When the Third Reich came to power in Germany, Barth was strongly opposed to Hitler and the "German Christians" who merged the Gospel with Nazi nationalism. He wrote most of the famous "Barmen Declaration," which rejected the idea that the state could have power over the Church, or that the Church could have power over the true essence of Christianity. When he refused to begin his classes with "Heil Hitler!" or to swear allegiance to him, Barth was kicked out of his teaching post and Germany. He moved back to Switzerland, where he spent the rest of his life writing his monumental work Church Dogmatics, which at the time of his death was 13 volumes and more than 9,300 pages.

It's is the birthday of Bel Kaufman (1911) (books by this author). She was born in Berlin and grew up in Odessa and Kiev. She's the granddaughter of the writer Sholem Aleichem, who wrote the stories that became Fiddler on the Roof.

Kaufman taught in the New York public school system for 20 years. She had a terrible time passing the oral exam to get her teaching certificate because of her Russian accent, but she finally did and eventually turned the frustrations of her teaching career into a novel. It was called Up the Down Staircase (1965), and the story was told through a collection of letters, notes, and school memos. In 2010, when she was 99, Hunter College hired her to teach a course on Jewish humor.
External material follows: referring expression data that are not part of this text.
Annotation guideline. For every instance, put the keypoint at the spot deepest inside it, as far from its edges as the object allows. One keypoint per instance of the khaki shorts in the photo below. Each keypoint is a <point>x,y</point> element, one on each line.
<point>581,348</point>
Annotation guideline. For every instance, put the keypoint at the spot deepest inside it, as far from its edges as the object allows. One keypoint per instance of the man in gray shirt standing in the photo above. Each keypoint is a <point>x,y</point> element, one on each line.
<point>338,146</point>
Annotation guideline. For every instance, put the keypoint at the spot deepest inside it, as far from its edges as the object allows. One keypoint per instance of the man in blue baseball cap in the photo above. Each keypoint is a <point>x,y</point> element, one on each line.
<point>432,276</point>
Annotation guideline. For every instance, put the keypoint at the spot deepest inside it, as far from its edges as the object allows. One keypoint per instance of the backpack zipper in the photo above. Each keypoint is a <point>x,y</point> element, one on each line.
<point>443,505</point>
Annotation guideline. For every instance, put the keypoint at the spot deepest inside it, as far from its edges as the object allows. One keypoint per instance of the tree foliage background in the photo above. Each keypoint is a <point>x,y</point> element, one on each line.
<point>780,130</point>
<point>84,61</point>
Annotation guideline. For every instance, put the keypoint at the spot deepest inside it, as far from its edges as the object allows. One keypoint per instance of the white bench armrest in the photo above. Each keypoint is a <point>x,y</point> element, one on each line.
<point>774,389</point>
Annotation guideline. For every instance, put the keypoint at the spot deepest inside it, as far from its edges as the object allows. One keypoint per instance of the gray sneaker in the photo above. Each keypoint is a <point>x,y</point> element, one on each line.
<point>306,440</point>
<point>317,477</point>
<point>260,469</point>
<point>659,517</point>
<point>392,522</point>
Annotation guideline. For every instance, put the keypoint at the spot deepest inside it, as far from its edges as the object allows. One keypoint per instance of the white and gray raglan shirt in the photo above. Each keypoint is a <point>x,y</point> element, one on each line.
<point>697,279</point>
She gave an interview to Vogue magazine in 2012, and she said: "I've lived a long time, a very long time, 101 years, and I'm still here. I'm done with the doubts and struggles and insecurities of youth. I'm finished with loss and guilt and regret. I'm very old, and nothing is expected of me. Now, provided good health continues, I can do what I want. I can write my memoirs. I can edit my works for future e-books. I can even do nothing — what a luxury that is! I have new priorities and a new appreciation of time. I enjoy my family more than ever, and also a sunny day and a comfortable bed. I keep up my interest in books and theater and people, and when I'm tired, I rest. ... I had many problems and disasters in my life; fortunately at my age, I don't remember what they were."